The blow to the back of her head was hard and quick, and she felt herself sprawling into the roses as unconsciousness overtook her.
CHAPTER 36
COLIN STOOD ON THE DOCKS IN HERON’S COVE with his brother Kevin, below the house where Wendell Sharpe had started his art theft and recovery business more than a half century ago. Kevin had the grim, pessimistic Donovan look that Colin had seen staring back at him in the mirror more often than he’d care to admit.
“What if Wendell Sharpe had a thing for Claire Grayson?” Kevin asked, referring to the grandfather of a fellow FBI agent and woman Colin had just slept with. “What if he unloaded some phony artwork to help her out, then covered it up with the fire, except she got killed in the process? Or he unloaded them for himself—to expand his business—and he killed her, or she was so upset she committed suicide?”
Colin noticed colorful kayaks lined up on the opposite shore. He could just head out on the water. Disappear until the police had their killer in custody.
Kevin wasn’t finished. “The buyers could have known the art was fake but played the game. Or maybe the art was stolen.” He ran a hand over his short-cropped hair. “This all could take more time than we have to sort out.”

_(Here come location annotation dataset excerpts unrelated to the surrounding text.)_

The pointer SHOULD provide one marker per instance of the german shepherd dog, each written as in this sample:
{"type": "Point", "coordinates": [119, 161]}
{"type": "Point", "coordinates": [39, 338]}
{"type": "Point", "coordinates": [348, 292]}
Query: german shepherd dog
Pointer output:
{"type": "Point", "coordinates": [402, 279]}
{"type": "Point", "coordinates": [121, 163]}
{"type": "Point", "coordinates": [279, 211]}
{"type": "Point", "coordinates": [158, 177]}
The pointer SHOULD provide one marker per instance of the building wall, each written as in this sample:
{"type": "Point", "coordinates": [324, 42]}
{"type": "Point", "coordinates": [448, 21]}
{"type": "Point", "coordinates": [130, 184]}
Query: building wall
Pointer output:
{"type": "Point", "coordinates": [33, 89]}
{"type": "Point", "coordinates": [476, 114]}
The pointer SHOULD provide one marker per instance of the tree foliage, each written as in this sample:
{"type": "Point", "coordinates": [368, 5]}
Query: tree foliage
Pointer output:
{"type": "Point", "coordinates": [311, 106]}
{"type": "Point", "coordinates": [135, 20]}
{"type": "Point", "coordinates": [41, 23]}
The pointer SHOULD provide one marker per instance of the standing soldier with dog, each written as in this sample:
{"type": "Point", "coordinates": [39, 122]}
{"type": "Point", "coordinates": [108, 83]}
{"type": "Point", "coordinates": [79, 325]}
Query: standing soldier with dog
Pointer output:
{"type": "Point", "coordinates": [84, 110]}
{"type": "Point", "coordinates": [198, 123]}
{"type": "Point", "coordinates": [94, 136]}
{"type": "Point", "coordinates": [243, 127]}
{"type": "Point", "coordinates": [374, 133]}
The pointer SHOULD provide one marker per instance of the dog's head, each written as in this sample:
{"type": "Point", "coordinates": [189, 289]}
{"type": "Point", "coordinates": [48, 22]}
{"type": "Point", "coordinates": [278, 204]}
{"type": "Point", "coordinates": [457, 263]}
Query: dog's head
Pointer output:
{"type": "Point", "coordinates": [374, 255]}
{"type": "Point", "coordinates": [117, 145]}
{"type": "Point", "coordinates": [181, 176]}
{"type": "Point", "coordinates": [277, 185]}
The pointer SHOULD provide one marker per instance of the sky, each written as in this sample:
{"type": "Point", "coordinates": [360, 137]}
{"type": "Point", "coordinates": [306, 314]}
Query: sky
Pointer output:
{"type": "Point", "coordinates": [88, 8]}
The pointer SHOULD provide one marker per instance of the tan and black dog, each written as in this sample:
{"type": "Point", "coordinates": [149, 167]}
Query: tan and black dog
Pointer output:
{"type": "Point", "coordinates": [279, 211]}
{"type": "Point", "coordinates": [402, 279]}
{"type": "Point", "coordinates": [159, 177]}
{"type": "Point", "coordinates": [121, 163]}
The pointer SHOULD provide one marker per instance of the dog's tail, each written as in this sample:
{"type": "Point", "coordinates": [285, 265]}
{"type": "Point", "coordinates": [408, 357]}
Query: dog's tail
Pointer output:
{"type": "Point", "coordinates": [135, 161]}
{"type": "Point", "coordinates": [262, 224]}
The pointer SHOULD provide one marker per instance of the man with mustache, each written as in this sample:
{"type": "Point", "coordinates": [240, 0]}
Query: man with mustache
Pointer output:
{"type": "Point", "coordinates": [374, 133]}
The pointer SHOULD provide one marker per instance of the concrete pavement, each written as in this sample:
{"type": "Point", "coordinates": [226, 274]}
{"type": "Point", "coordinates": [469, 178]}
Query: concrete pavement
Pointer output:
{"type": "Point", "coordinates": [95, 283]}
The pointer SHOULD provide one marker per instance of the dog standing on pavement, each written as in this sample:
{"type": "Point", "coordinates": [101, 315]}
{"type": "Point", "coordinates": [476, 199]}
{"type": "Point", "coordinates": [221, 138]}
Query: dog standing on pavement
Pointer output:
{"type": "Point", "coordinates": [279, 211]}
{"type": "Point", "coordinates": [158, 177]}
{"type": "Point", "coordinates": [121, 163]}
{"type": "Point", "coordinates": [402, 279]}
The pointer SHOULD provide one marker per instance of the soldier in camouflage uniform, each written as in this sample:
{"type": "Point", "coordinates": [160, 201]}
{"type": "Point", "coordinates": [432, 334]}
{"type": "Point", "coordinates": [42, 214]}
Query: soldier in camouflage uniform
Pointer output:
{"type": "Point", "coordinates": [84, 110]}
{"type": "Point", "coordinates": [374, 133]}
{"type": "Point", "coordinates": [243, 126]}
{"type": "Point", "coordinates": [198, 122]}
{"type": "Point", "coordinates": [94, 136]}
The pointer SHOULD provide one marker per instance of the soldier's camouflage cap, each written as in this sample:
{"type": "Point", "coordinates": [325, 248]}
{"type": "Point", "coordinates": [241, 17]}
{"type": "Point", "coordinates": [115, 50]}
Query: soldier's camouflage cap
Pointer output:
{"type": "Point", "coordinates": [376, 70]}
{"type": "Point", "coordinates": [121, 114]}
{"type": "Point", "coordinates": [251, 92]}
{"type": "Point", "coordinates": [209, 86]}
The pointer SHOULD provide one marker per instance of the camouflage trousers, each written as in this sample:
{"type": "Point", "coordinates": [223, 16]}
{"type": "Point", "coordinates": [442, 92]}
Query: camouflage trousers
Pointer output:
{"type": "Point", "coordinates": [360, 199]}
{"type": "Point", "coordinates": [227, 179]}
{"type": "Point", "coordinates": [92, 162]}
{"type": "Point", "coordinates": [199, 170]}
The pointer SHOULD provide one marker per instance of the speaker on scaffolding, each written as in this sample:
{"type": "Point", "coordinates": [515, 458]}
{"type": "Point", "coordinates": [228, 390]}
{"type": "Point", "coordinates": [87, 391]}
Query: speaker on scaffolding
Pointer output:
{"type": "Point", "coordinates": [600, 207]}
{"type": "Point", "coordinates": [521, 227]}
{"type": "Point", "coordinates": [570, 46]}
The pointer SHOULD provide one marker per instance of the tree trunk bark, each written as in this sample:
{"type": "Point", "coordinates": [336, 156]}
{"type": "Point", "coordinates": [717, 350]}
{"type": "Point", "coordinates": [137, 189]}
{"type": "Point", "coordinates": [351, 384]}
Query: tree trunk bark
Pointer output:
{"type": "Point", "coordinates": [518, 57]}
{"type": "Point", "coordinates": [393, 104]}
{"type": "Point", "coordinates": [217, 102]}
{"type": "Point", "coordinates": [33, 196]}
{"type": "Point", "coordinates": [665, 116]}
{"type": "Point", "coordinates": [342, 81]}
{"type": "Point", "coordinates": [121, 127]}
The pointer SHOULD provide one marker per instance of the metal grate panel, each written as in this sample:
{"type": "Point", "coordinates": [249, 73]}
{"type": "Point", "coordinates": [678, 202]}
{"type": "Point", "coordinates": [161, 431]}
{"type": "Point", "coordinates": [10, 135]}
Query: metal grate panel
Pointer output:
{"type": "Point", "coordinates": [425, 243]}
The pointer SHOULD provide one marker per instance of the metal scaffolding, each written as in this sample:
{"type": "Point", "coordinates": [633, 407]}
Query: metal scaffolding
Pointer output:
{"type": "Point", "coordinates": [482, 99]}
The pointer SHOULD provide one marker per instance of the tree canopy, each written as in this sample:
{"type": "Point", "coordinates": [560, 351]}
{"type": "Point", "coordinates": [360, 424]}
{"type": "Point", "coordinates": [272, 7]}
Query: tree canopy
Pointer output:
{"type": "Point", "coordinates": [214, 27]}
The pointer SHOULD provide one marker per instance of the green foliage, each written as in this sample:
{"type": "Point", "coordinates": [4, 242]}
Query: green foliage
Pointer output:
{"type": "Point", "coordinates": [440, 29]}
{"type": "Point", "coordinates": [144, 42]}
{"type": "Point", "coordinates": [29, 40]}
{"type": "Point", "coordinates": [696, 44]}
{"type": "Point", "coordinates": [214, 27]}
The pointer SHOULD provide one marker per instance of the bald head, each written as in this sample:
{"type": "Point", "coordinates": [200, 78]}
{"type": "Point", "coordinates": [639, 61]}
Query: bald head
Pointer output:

“Don’t sort it out, then. Just find out who killed Sister Joan.”
“Yeah. Easier said than done.” Kevin glanced over his shoulder again at the gray-shingled house, quiet in the midday mix of sun and clouds. “Lucas Sharpe stands to lose a lot if his grandfather was corrupt. Even if old Wendell did everything by the book the rest of his career, it won’t matter.”
“A lot of people lose if Wendell Sharpe crossed the line.”
“Emma Sharpe could have told her brother about Sister Joan’s call. He heads up to the convent, grabs the painting, kills Sister Joan and scoots. The young nun—the novice, Sister Cecilia—sees him but doesn’t get a good description. And, anyway, his little sister’s there to clean up any mess.” Kevin stood at the very edge of the wooden dock and eyed his older brother. “Tell me you haven’t thought about all this.”
He had, Colin thought. All of it. “Anyone can speculate,” he said.
“Then there’s Father Bracken. For all we know right now he’s lying to you and isn’t in Maine to get hold of himself. What if he’s our killer? What if he knows about this etching and Viking vase—”
“Bracelet,” Colin said.
Kevin waved a hand. “Whatever. What if he knows about those cases because he’s the one who did the stealing? What if he’s after the killer for his own reasons? What if he thinks it’s the same person who’s responsible for the deaths of his wife and daughters, and he’s so obsessed, he’s willing to endanger other people to get what he wants?”
“Damn, Kevin. Fin’s a rich, bored Irish priest. That’s it.”